Landlords could face a hike in Capital Gains Tax (CGT) if the economy dips before the Autumn Budget, the Institute of Fiscal Studies (IFS) has warned.
Chancellor Rachel Reeves did not increase the tax in her Spring Statement, but IFS director Paul Johnson says despite the cuts to fund higher defence spending and the changes to working-age benefits, Reeves will need to “come back for more” as there is a good chance that economic and fiscal forecasts will deteriorate significantly.
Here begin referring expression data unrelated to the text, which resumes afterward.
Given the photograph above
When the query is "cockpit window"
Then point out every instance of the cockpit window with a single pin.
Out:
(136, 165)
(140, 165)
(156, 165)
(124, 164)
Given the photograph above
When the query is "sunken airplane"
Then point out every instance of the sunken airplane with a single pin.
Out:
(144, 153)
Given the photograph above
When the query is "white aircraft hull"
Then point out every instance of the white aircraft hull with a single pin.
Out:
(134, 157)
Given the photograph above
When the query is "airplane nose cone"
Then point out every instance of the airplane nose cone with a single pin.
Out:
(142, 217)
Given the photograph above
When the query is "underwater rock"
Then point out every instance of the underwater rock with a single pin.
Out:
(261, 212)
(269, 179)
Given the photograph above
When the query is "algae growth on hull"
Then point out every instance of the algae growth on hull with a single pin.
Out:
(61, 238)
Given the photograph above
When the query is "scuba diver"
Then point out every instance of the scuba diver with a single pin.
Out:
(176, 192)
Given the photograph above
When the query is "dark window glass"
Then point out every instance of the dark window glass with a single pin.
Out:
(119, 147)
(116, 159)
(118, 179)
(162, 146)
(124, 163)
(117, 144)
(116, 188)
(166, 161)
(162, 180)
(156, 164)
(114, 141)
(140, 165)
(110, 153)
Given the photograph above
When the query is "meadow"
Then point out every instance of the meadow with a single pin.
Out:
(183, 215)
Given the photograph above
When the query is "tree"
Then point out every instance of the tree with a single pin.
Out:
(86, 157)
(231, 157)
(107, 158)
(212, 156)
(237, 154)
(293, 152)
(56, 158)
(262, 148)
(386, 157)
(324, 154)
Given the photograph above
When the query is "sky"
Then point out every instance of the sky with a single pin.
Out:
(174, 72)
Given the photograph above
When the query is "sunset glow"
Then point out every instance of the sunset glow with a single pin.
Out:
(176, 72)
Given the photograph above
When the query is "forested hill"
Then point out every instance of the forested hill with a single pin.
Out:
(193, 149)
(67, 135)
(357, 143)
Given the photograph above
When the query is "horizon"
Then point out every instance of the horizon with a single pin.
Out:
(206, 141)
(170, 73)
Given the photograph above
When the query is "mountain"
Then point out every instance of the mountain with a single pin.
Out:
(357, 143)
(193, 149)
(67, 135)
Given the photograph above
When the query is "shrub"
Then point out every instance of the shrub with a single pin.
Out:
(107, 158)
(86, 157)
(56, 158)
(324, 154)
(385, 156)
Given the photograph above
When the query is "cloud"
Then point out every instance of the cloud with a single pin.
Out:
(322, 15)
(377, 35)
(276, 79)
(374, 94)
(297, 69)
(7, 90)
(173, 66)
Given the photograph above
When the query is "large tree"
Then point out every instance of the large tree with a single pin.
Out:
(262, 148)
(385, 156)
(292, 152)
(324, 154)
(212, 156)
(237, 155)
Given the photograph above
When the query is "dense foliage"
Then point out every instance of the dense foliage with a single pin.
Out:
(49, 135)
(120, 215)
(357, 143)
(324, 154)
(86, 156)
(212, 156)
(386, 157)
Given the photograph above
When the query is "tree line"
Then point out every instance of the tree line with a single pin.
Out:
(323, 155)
Johnson claimed this will likely mean raising taxes even further. “That risks months of speculation over what those tax rises might be - a raid on pensions, a wealth tax on the richest, another hike to capital gains tax?” he asks. “With no sense of a tax strategy, we have no idea which way the Chancellor might turn.”
Reeves increased CGT rates in her maiden Budget from 10% to 18% for basic-rate taxpayers, and from 20% to 24% for higher-rate taxpayers.
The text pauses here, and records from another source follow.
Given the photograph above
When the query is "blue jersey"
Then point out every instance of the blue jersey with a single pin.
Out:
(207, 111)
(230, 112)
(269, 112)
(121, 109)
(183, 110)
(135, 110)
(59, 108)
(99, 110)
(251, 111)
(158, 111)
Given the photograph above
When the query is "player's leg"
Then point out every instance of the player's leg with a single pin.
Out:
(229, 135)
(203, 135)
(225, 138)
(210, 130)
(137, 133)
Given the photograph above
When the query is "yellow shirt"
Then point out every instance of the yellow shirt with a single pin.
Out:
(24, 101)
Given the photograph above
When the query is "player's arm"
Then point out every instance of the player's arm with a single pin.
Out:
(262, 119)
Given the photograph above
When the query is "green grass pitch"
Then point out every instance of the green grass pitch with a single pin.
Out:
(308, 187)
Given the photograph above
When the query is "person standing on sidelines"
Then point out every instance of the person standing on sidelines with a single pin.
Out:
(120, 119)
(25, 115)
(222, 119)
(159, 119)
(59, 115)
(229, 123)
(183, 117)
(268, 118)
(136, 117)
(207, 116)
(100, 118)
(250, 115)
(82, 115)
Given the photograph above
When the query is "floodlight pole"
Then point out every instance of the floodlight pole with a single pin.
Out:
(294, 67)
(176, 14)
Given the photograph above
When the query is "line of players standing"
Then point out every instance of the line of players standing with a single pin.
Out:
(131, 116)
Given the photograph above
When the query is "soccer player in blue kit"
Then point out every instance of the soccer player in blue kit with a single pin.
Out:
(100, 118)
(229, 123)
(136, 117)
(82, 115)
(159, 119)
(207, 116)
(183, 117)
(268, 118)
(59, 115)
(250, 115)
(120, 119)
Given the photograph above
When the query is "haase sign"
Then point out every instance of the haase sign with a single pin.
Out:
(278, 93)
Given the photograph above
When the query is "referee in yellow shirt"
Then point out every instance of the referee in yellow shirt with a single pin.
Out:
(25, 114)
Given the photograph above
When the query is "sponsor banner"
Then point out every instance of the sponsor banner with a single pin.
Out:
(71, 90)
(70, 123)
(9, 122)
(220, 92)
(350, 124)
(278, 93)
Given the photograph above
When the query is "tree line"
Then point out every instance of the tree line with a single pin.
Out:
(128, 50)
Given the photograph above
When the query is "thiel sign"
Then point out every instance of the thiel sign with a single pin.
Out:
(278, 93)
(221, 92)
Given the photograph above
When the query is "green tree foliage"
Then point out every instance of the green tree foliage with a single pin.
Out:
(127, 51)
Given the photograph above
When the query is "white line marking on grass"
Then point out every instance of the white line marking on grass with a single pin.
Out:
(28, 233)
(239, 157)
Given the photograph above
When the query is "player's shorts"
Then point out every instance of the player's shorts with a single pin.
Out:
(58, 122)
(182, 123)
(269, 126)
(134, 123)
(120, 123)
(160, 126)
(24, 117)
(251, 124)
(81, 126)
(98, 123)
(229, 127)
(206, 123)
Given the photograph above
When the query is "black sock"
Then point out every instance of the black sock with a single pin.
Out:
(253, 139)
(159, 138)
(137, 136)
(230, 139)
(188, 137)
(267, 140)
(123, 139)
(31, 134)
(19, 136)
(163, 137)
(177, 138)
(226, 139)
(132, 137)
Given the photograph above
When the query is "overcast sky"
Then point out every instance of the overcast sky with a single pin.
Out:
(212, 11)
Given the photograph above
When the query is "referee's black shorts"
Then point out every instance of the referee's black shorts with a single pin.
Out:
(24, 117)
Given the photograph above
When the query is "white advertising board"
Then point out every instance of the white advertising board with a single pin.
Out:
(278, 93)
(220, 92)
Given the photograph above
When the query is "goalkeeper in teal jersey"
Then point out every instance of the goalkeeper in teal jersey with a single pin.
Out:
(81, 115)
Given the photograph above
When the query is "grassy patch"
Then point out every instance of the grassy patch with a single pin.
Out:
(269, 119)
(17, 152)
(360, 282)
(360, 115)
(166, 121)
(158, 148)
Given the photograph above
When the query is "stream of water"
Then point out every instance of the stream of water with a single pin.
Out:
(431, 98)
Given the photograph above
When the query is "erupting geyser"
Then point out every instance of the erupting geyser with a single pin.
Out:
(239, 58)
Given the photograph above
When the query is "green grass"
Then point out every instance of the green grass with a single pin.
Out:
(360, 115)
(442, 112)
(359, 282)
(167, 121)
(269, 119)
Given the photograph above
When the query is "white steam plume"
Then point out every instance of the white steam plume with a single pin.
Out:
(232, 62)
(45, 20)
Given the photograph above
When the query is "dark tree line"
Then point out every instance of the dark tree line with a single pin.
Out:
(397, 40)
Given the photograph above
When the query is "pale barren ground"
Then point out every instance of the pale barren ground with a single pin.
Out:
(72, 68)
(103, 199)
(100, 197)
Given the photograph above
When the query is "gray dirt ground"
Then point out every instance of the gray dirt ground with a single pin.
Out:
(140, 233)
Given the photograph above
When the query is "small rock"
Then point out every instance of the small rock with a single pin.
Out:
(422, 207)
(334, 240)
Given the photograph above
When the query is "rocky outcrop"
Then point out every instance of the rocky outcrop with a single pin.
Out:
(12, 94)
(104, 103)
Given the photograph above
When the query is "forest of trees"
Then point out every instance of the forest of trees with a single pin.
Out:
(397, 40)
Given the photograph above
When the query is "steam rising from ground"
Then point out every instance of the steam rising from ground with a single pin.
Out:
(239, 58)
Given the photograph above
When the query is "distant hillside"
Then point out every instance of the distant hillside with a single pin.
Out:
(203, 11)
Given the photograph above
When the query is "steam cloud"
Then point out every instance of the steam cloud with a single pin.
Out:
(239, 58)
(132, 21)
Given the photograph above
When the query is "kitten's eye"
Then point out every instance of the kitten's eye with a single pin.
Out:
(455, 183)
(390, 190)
Following Wednesday’s Spring Statement, the Office for Budget Responsibility downgraded its forecast for CGT intake for every year for the next five years, wiping £23billion off the projected tax intake by 2030.
Charlene Young, of AJ Bell, said: “This indicates that the Government has underestimated the behavioural impact of tax hikes in the October Budget.
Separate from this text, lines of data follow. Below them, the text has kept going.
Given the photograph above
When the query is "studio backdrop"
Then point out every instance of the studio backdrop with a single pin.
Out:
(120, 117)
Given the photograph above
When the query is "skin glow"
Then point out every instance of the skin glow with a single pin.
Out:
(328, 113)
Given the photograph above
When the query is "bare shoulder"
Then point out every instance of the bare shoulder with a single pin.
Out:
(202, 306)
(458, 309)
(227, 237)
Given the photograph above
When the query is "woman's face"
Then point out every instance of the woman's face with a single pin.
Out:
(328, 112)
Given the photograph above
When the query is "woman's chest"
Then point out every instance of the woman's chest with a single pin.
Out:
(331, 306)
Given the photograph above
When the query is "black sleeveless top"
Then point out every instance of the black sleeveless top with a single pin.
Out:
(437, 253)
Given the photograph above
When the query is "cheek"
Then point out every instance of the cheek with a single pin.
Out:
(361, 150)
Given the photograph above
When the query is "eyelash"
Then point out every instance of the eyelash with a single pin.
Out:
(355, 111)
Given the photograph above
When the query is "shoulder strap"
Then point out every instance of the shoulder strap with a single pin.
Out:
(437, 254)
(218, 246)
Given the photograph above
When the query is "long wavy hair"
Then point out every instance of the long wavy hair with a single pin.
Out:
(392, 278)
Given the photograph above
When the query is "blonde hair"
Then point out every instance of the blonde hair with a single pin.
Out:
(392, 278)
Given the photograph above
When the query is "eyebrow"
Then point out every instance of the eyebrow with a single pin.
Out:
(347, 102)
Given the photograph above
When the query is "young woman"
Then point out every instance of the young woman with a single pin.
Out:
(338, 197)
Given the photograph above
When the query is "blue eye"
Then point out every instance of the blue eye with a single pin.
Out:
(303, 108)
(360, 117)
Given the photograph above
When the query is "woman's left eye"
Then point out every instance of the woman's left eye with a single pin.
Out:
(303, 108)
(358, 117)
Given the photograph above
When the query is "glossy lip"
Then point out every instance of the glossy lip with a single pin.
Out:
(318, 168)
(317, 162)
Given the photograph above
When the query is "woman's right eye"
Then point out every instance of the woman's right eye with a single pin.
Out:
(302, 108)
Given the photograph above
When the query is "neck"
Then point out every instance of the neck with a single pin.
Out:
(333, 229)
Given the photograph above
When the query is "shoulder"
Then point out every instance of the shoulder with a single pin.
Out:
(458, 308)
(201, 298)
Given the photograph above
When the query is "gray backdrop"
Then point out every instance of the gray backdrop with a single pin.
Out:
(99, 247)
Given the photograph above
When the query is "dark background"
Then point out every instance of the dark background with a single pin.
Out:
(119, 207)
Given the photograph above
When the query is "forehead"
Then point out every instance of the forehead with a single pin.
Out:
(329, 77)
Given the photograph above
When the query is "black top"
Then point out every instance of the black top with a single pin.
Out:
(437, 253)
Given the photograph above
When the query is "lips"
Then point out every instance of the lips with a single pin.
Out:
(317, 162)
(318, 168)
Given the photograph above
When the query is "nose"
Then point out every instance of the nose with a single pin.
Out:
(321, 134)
“Higher rates of capital gains tax might deter people from investing in growth assets in the first place, potentially depriving them of higher long-term returns, while at the same time undermining demand for the UK stock market.
“Likewise, we’ve seen that people will realise gains before an expected tax hike in order to avoid paying higher rates of tax. It’s equally possible some taxpayers will simply decide to sit on assets for longer, hoping to wait out today’s higher tax rates and realise gains on assets under a more accommodating tax environment in the future.”